A heavy drizzle was coming down, creating ghostly shadows against the barn lights. There was a small LED flashlight in my rain gear which came in handy as I neared the chicken coop and saw some of my girls running around outside in the dark. Chickens are blind at night and roost; this could only mean trouble and an unhappy ending for the trouble maker. I was surprised that an intruder got through the coop’s electrified fence.
I killed the power, opened the gate, and peeked through the pop hole. The glassy eyes of a big ‘ol egg eating opossum stared back at me. That explained the frantic cluckers and all their squawking. The only good opossum is a dead one and this one was going down. You can mess with a lot of things on my farm, but NOT my girls.
He found a hiding spot in the corner of the coop and it was a tough shot. I put a red bead on his body and fired. He began to drag his carcass out of the hen house and I could see yellow egg yolk all over his face. That dirty ‘ol egg sucking bastard. Opossums will eat the eggs first and the hens next. My mind began to flash with movie quotes from Al Pacino in Scarface: “Say hello to my little friend.” I couldn’t believe the thing was crawling right at me, almost over my boots. “Oh, so you want to play rough.” I popped another cap into him and thought “For a green card I would carve him up real nice.”

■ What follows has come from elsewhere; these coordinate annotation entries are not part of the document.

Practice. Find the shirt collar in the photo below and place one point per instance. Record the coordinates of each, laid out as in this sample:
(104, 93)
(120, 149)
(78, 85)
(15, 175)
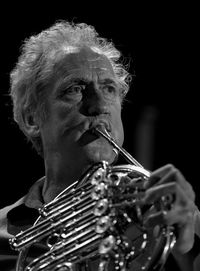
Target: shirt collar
(24, 214)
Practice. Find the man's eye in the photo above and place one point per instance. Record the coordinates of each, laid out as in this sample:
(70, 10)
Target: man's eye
(110, 89)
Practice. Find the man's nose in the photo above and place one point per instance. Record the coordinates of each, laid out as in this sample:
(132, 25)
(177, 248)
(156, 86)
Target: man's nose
(95, 104)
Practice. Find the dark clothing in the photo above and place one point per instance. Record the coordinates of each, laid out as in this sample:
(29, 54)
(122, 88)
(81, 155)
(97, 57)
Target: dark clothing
(15, 218)
(20, 216)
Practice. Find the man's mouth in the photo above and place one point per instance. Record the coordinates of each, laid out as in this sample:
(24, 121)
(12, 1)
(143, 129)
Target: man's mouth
(89, 135)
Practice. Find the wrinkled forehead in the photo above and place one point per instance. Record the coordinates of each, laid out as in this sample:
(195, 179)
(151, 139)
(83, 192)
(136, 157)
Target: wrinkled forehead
(84, 62)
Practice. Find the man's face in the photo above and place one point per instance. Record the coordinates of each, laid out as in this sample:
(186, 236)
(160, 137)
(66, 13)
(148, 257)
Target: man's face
(83, 94)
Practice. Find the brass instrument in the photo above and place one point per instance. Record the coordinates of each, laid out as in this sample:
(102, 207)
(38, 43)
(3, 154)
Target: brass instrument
(97, 223)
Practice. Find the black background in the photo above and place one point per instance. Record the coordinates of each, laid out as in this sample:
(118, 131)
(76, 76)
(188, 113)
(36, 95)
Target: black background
(160, 115)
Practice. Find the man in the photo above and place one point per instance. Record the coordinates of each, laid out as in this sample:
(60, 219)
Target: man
(67, 81)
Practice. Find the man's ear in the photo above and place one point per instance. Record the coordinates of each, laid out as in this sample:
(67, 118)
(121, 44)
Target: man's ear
(31, 124)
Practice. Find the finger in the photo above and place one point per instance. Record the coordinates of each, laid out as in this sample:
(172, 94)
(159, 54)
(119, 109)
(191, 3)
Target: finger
(158, 174)
(155, 193)
(168, 174)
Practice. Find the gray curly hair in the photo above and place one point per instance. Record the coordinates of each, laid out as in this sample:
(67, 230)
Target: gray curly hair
(39, 54)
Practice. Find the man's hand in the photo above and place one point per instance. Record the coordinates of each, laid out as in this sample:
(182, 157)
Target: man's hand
(165, 181)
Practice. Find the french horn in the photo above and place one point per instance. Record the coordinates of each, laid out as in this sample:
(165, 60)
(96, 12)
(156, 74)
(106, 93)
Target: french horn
(97, 223)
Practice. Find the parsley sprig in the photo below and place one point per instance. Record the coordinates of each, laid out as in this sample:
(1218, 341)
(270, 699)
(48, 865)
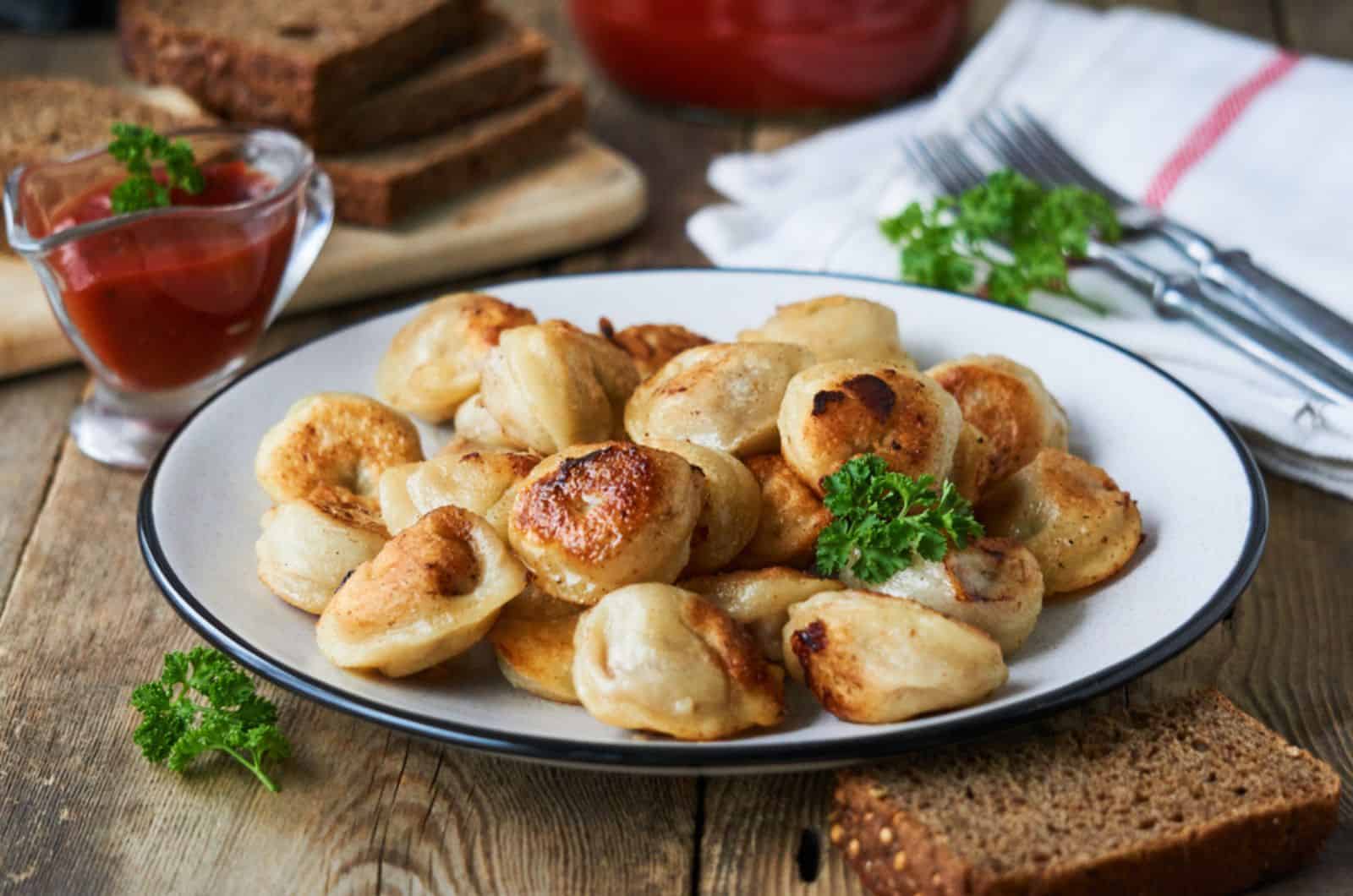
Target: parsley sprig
(176, 729)
(137, 148)
(881, 520)
(1003, 238)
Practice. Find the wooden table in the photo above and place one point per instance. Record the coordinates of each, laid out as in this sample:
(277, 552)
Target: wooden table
(369, 810)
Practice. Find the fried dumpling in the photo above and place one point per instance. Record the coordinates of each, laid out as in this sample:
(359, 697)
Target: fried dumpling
(430, 594)
(651, 346)
(874, 658)
(1080, 526)
(474, 423)
(468, 477)
(724, 396)
(534, 641)
(994, 585)
(597, 517)
(551, 386)
(841, 409)
(658, 658)
(973, 467)
(1008, 403)
(761, 600)
(791, 519)
(731, 506)
(836, 328)
(335, 439)
(309, 544)
(435, 360)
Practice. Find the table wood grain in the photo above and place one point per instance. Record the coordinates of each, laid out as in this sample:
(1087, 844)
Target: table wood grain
(365, 810)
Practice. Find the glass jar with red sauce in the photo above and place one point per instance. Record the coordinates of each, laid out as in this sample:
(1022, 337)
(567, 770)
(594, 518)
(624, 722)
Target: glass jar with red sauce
(164, 305)
(771, 56)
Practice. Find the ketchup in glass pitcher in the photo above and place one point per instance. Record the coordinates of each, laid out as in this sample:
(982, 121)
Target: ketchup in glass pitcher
(771, 56)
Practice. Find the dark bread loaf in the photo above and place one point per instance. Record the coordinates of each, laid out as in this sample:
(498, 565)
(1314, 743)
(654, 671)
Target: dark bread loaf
(293, 63)
(502, 67)
(51, 118)
(1192, 797)
(382, 186)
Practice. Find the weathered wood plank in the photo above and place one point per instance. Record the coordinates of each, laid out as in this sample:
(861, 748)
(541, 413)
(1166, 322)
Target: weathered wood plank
(34, 410)
(1317, 26)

People think farms are happy places where the sun shines and the sheep, pigs, and horses graze. In reality, there is a lot of carnage as we try to protect the lives of our animals who can not protect themselves. We worry about coyotes, skunks, and especially raccoons. I did what I had to do and laughed to myself that my big, strong swamp buck hunter of a husband heard the shots and rolled over in bed, confident that The Farmer’s Wife had taken care of business.